Email is alive and well! And a critical part of virtually every company’s go-to-market strategy in 2022. The pandemic pushed many of us to engage more directly and more frequently with our databases than ever before.
But has email changed? And if so, how? Key elements of user-generated content (UGC), social media, and in-depth segmentation are leading the charge for new methods of increasing database engagement. But one core tenet of all marketing holds true: always, always, ALWAYS treat humans like humans.
- User-generated content has been shown to improve click-through rates by +32% for B2B and +28% for consumers.
- Superlative language – e.g., “This is our most downloaded content, this is voted most popular” – works and creates a FOMO feeling in users.
- Animated GIFs in emails generate a 31–34% increase in CTR and have little impact on deliverability if done right!
- Segmenting your database as humans based on behaviors and interests – NOT on products and features – is the way to go.

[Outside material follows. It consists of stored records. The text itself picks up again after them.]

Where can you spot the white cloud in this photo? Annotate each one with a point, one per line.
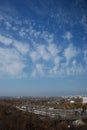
(10, 63)
(70, 52)
(41, 49)
(5, 40)
(38, 70)
(67, 35)
(53, 49)
(23, 48)
(34, 56)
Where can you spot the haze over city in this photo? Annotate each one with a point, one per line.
(43, 47)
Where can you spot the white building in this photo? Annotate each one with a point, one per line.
(84, 100)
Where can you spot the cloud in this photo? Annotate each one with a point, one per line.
(67, 36)
(38, 70)
(5, 40)
(70, 52)
(23, 48)
(10, 63)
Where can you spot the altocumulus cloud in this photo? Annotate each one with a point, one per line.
(29, 52)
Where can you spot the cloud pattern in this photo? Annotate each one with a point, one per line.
(27, 51)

There are still several “aha’s” to keep in mind, which were generously shared by Jay Schwedelson during his very well-attended talk at the Founders Stage:
- “Tomorrow” in headlines translates to a +28% higher open rate
- Single-offer landing pages generate a +240%+ higher conversion rate
- Follow-up offers on thank you pages generate a 13% CTR
- Use the word “free,” and you will double your open rate
- Redirects longer than 3 seconds generate a +37% abandonment rate
- Black Friday generates a +31% higher open rate than Cyber Monday
- 70% of email traffic occurs within the first 10 minutes of deliveries
- Client testimonials on destination pages increase conversion rates by +27% for B2B and +22% for B2C
- 70% of users who do not open after 30 days will never open another email from you again
- “Watch now” in the subject line increases the conversion rate by +34%
Go-to-market & growing your business
Fundamentally, go-to-market is a collaborative process. Sangram Vajre arrived at this seeming platitude by asking a simple question at the beginning of his session, “How Modern CEOs, Founders, and Revenue Leaders Go-to-Market and Become Leaders in Their Category”: “Who owns go-to-market?”

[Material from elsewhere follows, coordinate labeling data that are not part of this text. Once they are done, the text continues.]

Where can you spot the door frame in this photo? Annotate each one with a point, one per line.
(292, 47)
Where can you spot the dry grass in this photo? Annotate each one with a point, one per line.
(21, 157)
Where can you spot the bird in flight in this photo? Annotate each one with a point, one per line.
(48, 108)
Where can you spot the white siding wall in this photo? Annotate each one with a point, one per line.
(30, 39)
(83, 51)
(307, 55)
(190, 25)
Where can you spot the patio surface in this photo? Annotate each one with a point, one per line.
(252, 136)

Across the Founders Stage at INBOUND, multiple audience members chimed in: “The CEO, because they own the company.” “The CMO, because that’s who leads my team.” “RevOps, because they actually speak to the customers.”
Vajre then highlighted that everyone has a stake in and must be an active participant in go-to-market to be successful. One does not have a “marketing problem” or a “sales problem” or a “CX problem” – everyone has a go-to-market problem. To fix your go-to-market, you must actively avoid and overcome the Five Valleys of Death by orchestrating collaboration across all your capabilities: product, marketing, sales, RevOps, and strategy.
- Valley 1: You have a product you love and enhance but no market for it.
- Valley 2: You have a product you can market, but you can’t sell it.
- Valley 3: You have a product you can market and sell, but sales is promising things your product can’t deliver.
- Valley 4: You have a product you can market and sell, but you can’t get renewals.
- Valley 5: You have a product you can market and sell, but you can’t expand contracts in the renewal process.